Structure du pitch en 30 secondes :

« On aide [type d'entreprise] à [résultat mesurable] — sans [contrainte habituelle]. Notre client {Client_Référence} a [résultat chiffré] en [délai]. »

Exemple pour un SaaS de gestion commerciale :

« On aide les PME de 5 à 50 personnes à réduire de 40% le temps passé sur les relances commerciales — sans changer leurs habitudes de travail. L'agence Novateam a économisé 6 heures par semaine dès le premier mois. »

Ensuite, taisez-vous. La réaction du prospect vous dit tout sur la suite de l'appel.

Phase 4 : Traitement de l'objection principale

Presque tous les prospects objectent après le pitch. C'est normal — ce n'est pas un refus, c'est une demande d'information.

Les objections courantes au téléphone :

« Envoyez-moi une plaquette »

« Bien sûr. Mais avant de vous envoyer quelque chose de générique, je préfère comprendre votre situation pour vous envoyer ce qui est vraiment pertinent. Une question : quel est votre principal défi commercial en ce moment ? »

« On a déjà un outil »

« Je comprends — qu'est-ce que vous utilisez ? [Écouter]. Et qu'est-ce que vous aimeriez qu'il fasse mieux ? »

« Je n'ai pas le temps là »

« Tout à fait — quand seriez-vous disponible ? Je peux trouver un créneau à votre convenance cette semaine ou la prochaine. »

La règle d'or : ne répondez jamais à une objection par un argument. Répondez par une question.

Phase 5 : La prise de RDV (closing)

L'objectif d'un cold call n'est pas de vendre — c'est d'obtenir un rendez-vous. Proposez un créneau précis, pas une question ouverte.

Ce qui ne fonctionne pas :

« Est-ce que vous auriez du temps pour un échange ? »

Ce qui fonctionne :

« Est-ce que vous seriez disponible mardi à 10h ou jeudi en fin de matinée pour un échange de 20 minutes ? Je vous envoie une invitation right away. »
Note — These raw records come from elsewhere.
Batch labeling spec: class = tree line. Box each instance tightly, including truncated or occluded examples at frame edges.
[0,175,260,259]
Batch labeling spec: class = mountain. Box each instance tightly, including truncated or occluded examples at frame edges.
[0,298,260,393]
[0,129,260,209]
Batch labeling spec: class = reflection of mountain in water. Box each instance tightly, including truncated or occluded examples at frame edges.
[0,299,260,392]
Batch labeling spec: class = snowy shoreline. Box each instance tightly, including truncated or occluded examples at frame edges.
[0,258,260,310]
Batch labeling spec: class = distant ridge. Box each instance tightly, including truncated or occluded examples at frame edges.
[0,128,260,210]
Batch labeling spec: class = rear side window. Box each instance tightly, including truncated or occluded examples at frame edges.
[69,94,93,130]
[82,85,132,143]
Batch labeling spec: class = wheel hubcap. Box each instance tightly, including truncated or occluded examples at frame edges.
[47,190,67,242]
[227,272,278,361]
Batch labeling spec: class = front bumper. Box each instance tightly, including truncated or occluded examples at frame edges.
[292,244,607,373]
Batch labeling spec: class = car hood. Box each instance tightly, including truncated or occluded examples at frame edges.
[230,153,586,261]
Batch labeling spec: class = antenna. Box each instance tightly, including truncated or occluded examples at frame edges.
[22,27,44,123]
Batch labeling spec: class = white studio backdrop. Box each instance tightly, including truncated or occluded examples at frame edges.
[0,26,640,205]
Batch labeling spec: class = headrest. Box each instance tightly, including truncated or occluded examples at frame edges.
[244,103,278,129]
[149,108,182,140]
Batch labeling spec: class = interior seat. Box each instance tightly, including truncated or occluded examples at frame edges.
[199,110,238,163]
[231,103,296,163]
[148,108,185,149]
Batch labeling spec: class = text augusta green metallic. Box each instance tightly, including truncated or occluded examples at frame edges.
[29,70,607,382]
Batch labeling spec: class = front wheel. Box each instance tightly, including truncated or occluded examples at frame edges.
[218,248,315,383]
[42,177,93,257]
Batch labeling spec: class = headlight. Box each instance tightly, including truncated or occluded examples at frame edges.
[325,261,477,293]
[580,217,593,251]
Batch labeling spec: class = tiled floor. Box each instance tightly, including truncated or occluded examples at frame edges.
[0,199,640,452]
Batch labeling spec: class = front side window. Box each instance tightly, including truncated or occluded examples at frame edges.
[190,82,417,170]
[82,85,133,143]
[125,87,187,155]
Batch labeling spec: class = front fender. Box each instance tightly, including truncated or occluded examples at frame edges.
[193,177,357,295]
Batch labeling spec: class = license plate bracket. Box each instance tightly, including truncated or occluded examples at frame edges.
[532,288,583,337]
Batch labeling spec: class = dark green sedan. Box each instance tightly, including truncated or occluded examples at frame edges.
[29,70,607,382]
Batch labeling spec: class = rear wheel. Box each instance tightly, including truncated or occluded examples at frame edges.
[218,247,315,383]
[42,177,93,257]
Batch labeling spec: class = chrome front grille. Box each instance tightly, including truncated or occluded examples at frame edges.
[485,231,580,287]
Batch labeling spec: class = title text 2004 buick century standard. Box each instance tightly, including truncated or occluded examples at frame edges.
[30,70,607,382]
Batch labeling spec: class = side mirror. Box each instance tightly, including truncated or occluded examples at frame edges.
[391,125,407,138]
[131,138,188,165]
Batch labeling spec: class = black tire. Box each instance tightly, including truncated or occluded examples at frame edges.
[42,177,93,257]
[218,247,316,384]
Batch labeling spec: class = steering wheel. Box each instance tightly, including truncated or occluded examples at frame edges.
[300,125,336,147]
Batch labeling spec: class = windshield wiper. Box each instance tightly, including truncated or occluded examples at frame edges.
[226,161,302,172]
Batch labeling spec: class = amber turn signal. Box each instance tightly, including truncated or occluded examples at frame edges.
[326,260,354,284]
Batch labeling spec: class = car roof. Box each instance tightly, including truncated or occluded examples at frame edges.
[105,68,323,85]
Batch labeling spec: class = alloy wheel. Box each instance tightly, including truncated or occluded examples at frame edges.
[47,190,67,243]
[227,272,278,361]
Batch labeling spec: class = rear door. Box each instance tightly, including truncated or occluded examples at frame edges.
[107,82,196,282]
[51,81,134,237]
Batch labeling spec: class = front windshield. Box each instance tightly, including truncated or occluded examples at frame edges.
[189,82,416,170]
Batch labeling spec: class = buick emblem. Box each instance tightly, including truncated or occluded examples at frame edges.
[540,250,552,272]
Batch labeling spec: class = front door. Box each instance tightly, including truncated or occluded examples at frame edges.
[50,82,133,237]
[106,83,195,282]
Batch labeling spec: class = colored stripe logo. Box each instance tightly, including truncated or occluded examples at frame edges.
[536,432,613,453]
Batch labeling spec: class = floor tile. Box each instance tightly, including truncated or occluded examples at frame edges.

Deux options = une décision simple. Pas d'option = retour à zéro.

Exemple de script complet pour SaaS B2B

[Décroché]

« Bonjour {Prénom}, c'est {Votre Prénom} de {Votre Entreprise}. Je vous appelle parce que j'ai vu que {Nom_Entreprise} recrute activement des commerciaux en ce moment. J'ai une question rapide — vous avez 2 minutes ? »

[Oui]

« Comment vous organisez le suivi de vos opportunités en ce moment — vous avez un outil CRM ou vous travaillez plutôt sur tableur ? »

[Réponse]

« Intéressant. On aide justement des équipes en croissance comme la vôtre à structurer ce suivi avant que ça devienne ingérable — {Client_Référence} a divisé par deux le temps passé en réunion pipeline grâce à ça. Est-ce que c'est quelque chose que vous essayez d'améliorer en ce moment ? »

[Objection / intérêt]

[Traitement selon réponse]

« Est-ce que vous auriez 20 minutes mardi à 10h ou jeudi matin pour qu'on en parle plus en détail ? »

Les erreurs à éviter

  • Lire le script mot pour mot : ça s'entend immédiatement. Le script est un guide, pas un texte à lire.
  • Pitcher trop tôt : sans qualification préalable, le pitch tombe à plat.
  • Trop parler : la règle du 70/30 — le prospect parle 70% du temps, vous 30%.
  • Accepter "envoyez-moi un email" sans obtenir un créneau : cet email sera ignoré.

Suivi dans InfoFlux

Après chaque appel, enregistrez dans InfoFlux :

  • Résultat (décroché, messagerie, pas intéressé, RDV obtenu)
  • Objection principale si applicable
  • Prochain contact planifié

Ces données vous permettent d'analyser vos taux par étape et d'identifier où vous perdez des prospects dans le call.